Fellow University of Rochester Medical Center Rochester, New York, United States
Background: Engagement of diverse patient samples in clinical research is critical to produce generalizable data. To facilitate research recruitment, an institutional developmental disabilities research registry was established in 2010. The registry maintains demographic and contact information provided by families after an informed consent process and enables investigators to share approved research opportunities. However, demographic distribution of the registry is not fully representative of the diversity of our clinic population. Objective: Here, we aimed to increase registry enrollment of non-white and/or Hispanic participants by at least 20% over the span of 12 months. Design/Methods: We first identified key drivers of underrepresentation, including 1) possible bias in who is offered participation and 2) patient barriers in completion of the enrollment survey. Across iterative plan-do-study-act(PDSA) cycles, we tracked the percentage of participant records with complete demographic data as a process measure, and racial and ethnic distributions as outcome measures. At baseline, racial breakdown of registry participants with completed records was(n=661): White-83.4%, Black/African American 6.8%, Asian 2.6%, Native American 0%, Native Hawaiian/Pacific Islander 0.2%, >1 race 7.1%. The ethnic breakdown was: Hispanic 8%, Non-Hispanic 82%, Unknown/Unreported 9%. Results: In PDSA 1, we aimed to reduce ascertainment bias by standardization of enrollment offered to all new patients seeking care through our clinic.

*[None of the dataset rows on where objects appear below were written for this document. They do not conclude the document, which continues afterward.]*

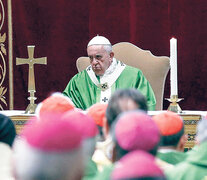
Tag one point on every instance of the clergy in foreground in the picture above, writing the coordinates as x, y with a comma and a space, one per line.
103, 76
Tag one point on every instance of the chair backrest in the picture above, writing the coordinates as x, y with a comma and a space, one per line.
155, 68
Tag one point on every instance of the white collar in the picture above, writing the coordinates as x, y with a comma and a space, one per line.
111, 68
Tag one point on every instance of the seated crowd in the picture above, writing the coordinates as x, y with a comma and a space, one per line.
114, 141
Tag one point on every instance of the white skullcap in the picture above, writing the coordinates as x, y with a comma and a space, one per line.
99, 40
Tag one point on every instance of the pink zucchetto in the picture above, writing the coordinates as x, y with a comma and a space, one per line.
136, 164
53, 134
136, 130
57, 103
84, 122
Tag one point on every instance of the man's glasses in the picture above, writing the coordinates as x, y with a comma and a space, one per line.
97, 57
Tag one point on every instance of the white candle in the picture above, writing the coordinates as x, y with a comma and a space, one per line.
173, 67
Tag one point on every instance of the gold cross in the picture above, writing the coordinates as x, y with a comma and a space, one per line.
31, 79
31, 61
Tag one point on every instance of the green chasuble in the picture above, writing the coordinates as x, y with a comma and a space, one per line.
90, 170
172, 157
194, 166
84, 92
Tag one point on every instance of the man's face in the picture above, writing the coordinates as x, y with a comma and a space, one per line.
100, 59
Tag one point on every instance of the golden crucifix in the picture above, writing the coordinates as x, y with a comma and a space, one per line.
31, 80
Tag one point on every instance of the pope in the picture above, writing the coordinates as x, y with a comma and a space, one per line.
103, 76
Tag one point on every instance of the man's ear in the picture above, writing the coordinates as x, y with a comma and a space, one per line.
111, 54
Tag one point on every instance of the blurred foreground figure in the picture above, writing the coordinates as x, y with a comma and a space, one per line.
7, 136
172, 142
137, 165
49, 149
194, 167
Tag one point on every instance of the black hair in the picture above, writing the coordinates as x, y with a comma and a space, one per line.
114, 109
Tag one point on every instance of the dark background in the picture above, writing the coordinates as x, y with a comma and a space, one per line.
61, 29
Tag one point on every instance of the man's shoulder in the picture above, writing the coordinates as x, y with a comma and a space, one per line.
130, 69
80, 75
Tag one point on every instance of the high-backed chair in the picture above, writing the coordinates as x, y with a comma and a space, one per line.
155, 68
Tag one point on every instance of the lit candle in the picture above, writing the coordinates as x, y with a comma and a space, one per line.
173, 67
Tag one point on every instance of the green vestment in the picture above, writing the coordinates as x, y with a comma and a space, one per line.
90, 170
172, 157
84, 93
193, 168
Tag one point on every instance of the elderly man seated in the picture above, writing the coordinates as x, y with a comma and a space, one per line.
103, 76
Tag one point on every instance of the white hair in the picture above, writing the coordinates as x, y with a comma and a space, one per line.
108, 48
202, 130
33, 164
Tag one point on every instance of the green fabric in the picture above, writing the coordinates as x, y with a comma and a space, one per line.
90, 170
85, 93
193, 168
105, 174
173, 157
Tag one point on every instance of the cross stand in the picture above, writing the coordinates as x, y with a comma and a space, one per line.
32, 106
31, 79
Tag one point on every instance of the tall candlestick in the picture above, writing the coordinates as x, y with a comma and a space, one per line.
173, 67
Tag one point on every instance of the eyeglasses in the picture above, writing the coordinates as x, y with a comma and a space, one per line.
98, 57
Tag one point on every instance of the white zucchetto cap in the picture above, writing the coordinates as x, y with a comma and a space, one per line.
99, 40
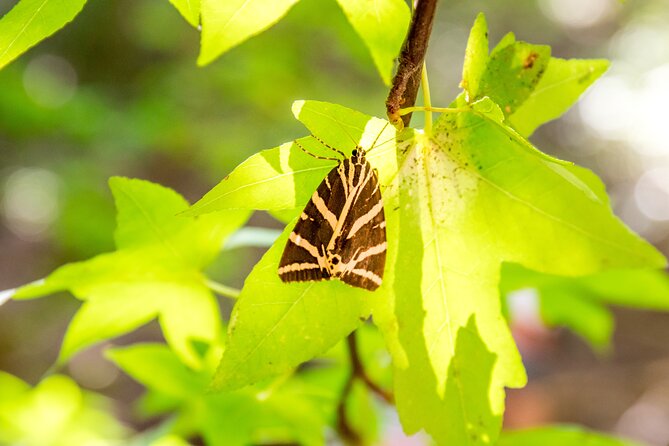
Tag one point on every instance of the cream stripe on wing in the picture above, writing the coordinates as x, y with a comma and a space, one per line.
366, 218
323, 209
302, 243
297, 267
367, 275
342, 177
378, 249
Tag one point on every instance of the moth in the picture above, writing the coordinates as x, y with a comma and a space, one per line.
341, 233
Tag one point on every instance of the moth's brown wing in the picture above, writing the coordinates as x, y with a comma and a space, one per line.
303, 257
363, 238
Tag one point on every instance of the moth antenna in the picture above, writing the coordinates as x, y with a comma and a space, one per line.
379, 135
314, 155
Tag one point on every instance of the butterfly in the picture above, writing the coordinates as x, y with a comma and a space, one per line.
341, 233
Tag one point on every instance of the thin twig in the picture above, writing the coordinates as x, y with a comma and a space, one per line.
357, 372
407, 79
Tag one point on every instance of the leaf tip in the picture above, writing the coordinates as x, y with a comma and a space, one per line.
297, 107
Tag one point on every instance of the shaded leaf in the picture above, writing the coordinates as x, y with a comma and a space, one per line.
31, 21
382, 25
189, 9
458, 203
564, 435
154, 273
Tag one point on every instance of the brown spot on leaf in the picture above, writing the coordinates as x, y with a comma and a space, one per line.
530, 59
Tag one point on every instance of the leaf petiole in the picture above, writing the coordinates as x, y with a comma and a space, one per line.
427, 101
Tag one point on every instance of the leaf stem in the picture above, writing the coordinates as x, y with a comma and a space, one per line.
357, 372
407, 110
222, 290
407, 79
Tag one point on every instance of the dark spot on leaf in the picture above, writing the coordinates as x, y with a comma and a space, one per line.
530, 59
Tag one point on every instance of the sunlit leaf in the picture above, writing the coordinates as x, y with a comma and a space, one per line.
288, 411
382, 25
31, 21
559, 87
476, 57
189, 9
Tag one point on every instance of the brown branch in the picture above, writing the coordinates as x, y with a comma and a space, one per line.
407, 79
345, 430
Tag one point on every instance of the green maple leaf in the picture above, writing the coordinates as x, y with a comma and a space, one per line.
292, 410
31, 21
155, 273
459, 202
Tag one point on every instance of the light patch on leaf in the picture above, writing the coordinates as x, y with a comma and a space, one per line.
31, 21
189, 9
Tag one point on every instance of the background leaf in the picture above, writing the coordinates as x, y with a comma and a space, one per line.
462, 216
31, 21
560, 436
276, 326
512, 74
226, 24
382, 25
582, 303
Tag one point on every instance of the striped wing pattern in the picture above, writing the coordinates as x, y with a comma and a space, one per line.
341, 232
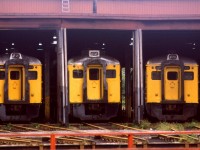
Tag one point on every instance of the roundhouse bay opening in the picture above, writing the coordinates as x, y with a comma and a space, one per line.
172, 76
23, 79
99, 76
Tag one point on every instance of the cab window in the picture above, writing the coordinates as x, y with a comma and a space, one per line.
94, 74
32, 75
77, 73
111, 73
172, 75
14, 75
2, 75
156, 75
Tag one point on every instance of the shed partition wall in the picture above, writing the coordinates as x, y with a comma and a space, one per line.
103, 7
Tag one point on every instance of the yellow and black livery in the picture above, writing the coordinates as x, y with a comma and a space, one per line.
171, 88
20, 87
94, 86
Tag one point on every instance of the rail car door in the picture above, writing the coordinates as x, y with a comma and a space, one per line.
15, 83
94, 82
172, 82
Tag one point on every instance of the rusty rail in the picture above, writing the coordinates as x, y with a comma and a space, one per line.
53, 134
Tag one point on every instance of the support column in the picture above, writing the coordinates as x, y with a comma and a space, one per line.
138, 90
63, 105
47, 85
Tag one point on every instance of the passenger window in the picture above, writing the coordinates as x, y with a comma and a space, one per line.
77, 73
110, 73
156, 75
2, 75
14, 75
94, 74
32, 75
188, 75
172, 75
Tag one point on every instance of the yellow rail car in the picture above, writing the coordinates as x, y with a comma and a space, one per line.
94, 86
20, 87
171, 88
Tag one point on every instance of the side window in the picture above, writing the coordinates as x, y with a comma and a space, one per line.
156, 75
14, 75
188, 75
2, 75
172, 75
94, 74
32, 75
110, 73
77, 73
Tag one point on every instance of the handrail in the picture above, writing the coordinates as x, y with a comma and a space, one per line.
129, 133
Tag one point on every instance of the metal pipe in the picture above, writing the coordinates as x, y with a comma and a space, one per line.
53, 142
66, 107
130, 141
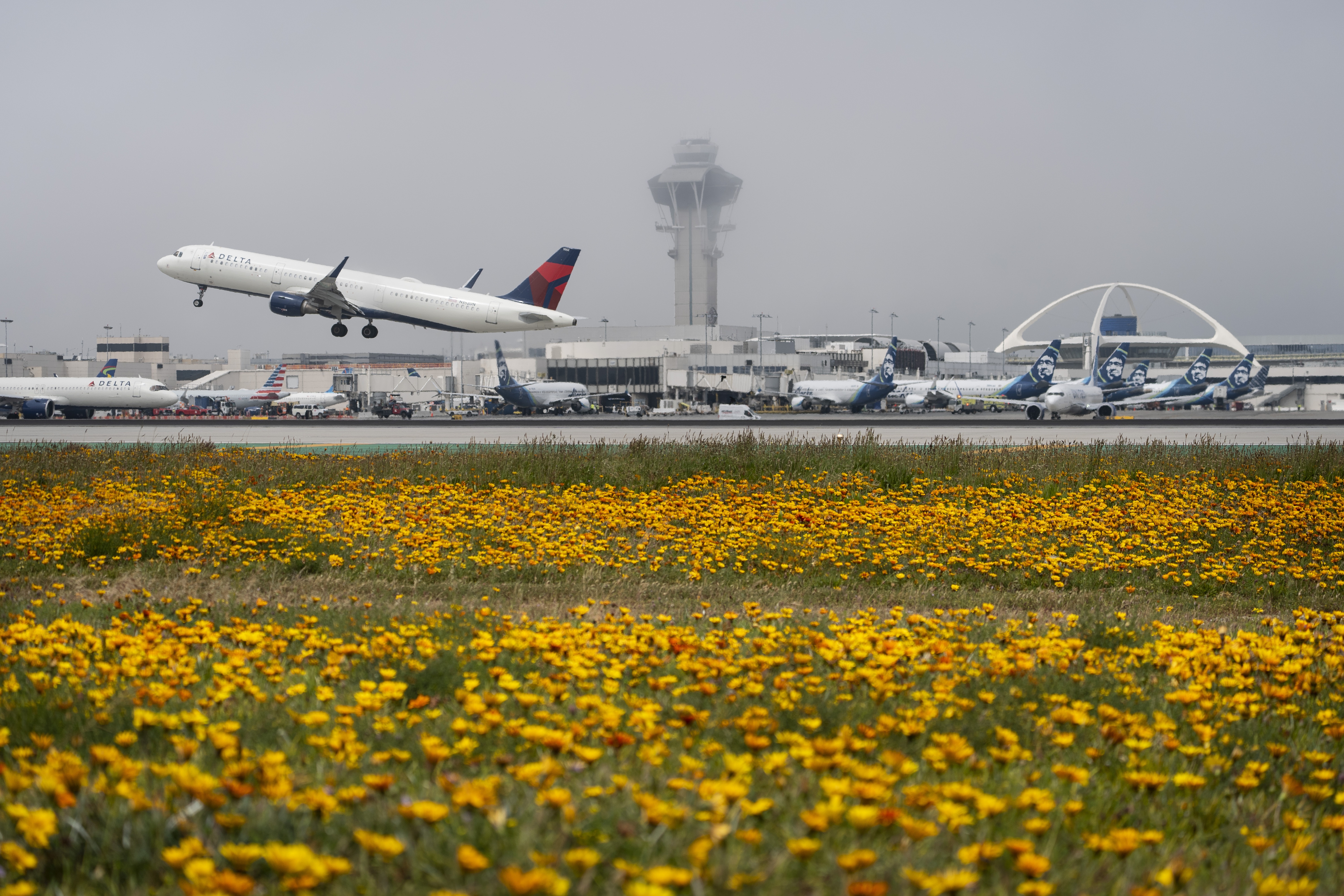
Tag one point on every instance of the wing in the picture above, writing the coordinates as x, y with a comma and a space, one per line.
327, 295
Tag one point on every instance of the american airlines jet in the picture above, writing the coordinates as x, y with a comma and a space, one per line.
299, 288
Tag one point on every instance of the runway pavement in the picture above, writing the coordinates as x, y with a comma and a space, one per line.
370, 435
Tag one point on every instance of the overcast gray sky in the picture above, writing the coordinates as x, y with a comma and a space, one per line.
966, 160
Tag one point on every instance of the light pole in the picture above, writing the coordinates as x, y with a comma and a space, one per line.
937, 340
760, 343
6, 322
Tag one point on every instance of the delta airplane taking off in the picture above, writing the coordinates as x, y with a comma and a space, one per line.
37, 398
271, 392
298, 288
544, 396
1019, 390
853, 394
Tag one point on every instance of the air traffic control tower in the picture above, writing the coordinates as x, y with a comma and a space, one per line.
691, 198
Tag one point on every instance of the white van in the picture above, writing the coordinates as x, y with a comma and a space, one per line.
737, 413
310, 412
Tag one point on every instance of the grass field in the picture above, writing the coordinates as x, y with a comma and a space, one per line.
739, 666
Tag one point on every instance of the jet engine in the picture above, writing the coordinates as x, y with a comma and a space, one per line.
38, 409
291, 306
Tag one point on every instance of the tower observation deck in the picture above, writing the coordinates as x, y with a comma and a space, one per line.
691, 197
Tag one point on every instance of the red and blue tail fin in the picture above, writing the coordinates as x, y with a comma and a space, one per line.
546, 285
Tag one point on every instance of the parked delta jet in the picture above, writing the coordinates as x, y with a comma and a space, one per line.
271, 392
544, 396
853, 394
37, 398
299, 288
1021, 389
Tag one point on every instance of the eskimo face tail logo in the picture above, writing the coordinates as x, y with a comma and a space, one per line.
1044, 370
889, 365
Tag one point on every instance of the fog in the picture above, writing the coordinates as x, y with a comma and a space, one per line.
963, 160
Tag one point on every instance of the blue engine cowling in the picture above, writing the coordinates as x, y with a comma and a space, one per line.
290, 306
38, 409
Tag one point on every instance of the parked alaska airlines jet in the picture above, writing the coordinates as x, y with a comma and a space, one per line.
271, 392
37, 398
1083, 398
298, 288
853, 394
1018, 390
544, 396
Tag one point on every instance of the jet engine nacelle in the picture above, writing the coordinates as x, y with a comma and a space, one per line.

This increased the proportion of non-white participants enrolling (a trend which is ongoing). At time of submission, the racial breakdown among those who enrolled with completed records following this standardization was(n=144): White 68.8%, Black/African American 9%, Asian 0%, Native American 0%, Native Hawaiian/Pacific Islander 0%, >1 race 16.7%. There is currently insufficient data to assess the impact on ethnicity. Despite this improvement, there remained a high percentage of participants (44%) who did not submit a full demographic survey to complete enrollment. We next conducted multiple cycles exploring different methods (email, phone, newsletters) and times of the day/week for outreach. No single method of participant outreach facilitated enrollment survey completion for all participants, but including different methods was needed to reach a wider percentage.
Conclusion(s): When recruiting from a diverse population, a variety of outreach methods are needed to foster full engagement, though standardization of enrollment offer at intake is a beneficial first step in promoting a more inclusive registry.